# PySpark MLlib Live Assignment

- The following assignment is based on [Machine Learning with PySpark and MLlib](https://towardsdatascience.com/machine-learning-with-pyspark-and-mllib-solving-a-binary-classification-problem-96396065d2aa)

## Data Loader

In [None]:
%sh wget https://archive.ics.uci.edu/ml/machine-learning-databases/00222/bank.zip

In [None]:
%sh
ls .

In [None]:
%sh 
unzip bank.zip

In [None]:
%sh
ls .

## Exploring The Data

- We will use the direct marketing campaigns (phone calls) of a Portuguese banking institution. The classification goal is to predict whether the client will subscribe (Yes/No) to a term deposit.

In [None]:
from pyspark.sql import SparkSession

spark = SparkSession.builder.appName('ml-bank').getOrCreate()
df = spark.read.csv('file:/databricks/driver/bank.csv', header = True, inferSchema = True, sep=';')
df.printSchema()

Input variables: age, job, marital, education, default, balance, housing, loan, contact, day, month, duration, campaign, pdays, previous, poutcome.

Output variable: deposit.

Have a peek of the first five observations. Pandas data frame is prettier than Spark DataFrame.show().

In [None]:
import pandas as pd

pd.DataFrame(df.take(5), columns=df.columns)

In [None]:
# compare this to Spark's .show()
df.take(5)

### Summary statistics for numeric variables

In [None]:
numeric_features = [t[0] for t in df.dtypes if t[1] == 'int']
df.select(numeric_features).describe().toPandas()

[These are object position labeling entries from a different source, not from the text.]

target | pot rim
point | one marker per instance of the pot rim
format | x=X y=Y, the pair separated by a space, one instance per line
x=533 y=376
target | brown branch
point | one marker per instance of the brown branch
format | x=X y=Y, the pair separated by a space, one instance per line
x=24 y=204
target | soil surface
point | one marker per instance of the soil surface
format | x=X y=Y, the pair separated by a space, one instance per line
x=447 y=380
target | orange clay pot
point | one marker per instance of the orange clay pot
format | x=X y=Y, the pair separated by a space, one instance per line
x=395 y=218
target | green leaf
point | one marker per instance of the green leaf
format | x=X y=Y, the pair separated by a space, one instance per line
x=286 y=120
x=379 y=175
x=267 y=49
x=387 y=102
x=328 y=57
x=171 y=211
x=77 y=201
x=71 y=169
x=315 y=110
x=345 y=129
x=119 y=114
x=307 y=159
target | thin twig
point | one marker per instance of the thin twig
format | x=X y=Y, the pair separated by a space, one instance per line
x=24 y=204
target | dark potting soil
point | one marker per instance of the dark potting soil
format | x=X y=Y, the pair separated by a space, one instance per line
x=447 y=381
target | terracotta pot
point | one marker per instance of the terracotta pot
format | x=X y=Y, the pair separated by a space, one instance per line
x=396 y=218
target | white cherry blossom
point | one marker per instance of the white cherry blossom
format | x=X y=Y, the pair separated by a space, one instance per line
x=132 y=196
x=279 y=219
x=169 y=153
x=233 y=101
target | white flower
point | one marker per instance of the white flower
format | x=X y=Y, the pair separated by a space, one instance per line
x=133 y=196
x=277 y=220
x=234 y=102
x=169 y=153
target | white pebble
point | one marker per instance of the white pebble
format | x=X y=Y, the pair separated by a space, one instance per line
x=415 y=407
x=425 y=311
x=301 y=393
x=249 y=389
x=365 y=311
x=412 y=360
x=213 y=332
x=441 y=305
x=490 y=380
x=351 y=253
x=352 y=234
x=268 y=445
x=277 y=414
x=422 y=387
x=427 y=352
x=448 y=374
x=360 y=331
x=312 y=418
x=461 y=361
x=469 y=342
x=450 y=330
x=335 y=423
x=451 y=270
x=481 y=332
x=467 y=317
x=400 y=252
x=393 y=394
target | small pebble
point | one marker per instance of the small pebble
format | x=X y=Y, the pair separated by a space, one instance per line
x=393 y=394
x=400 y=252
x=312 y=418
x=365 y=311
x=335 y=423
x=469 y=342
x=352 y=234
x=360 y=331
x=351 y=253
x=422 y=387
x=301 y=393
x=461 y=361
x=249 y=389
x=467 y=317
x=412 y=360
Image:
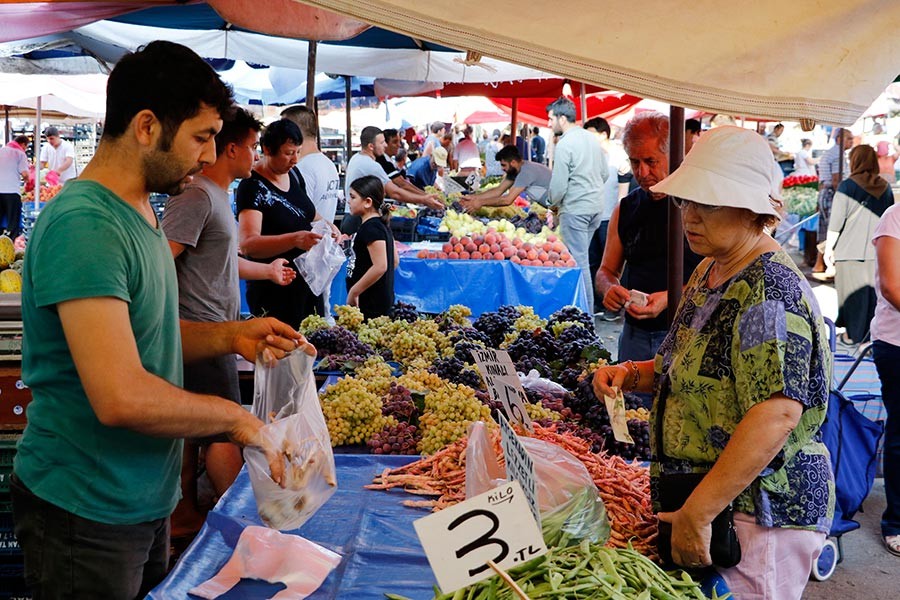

### Correlations between independent variables.

In [None]:
numeric_data = df.select(numeric_features).toPandas()
axs = pd.plotting.scatter_matrix(numeric_data, figsize=(8, 8));
n = len(numeric_data.columns)

for i in range(n):
    v = axs[i, 0]
    v.yaxis.label.set_rotation(0)
    v.yaxis.label.set_ha('right')
    v.set_yticks(())
    h = axs[n-1, i]
    h.xaxis.label.set_rotation(90)
    h.set_xticks(())

It’s obvious that there aren’t highly correlated numeric variables. Therefore, we will keep all of them for the model. However, day and month columns are not really useful, we will remove these two columns.

In [None]:
df = df.select('age', 'job', 'marital', 'education', 'default', 'balance', 'housing', 'loan', 'contact', 'duration', 'campaign', 'pdays', 'previous', 'poutcome', 'y')
cols = df.columns
df.printSchema()

## Preparing Data for Machine Learning

What follows is something analagous to a dataloader pipeline in Tensorflow--we're going to chain together some transformations that will convert our categorical variables into a one-hot format more amenable to training a machine learning model. The next code cell just sets this all up, it doesn't yet run these transformations on our data.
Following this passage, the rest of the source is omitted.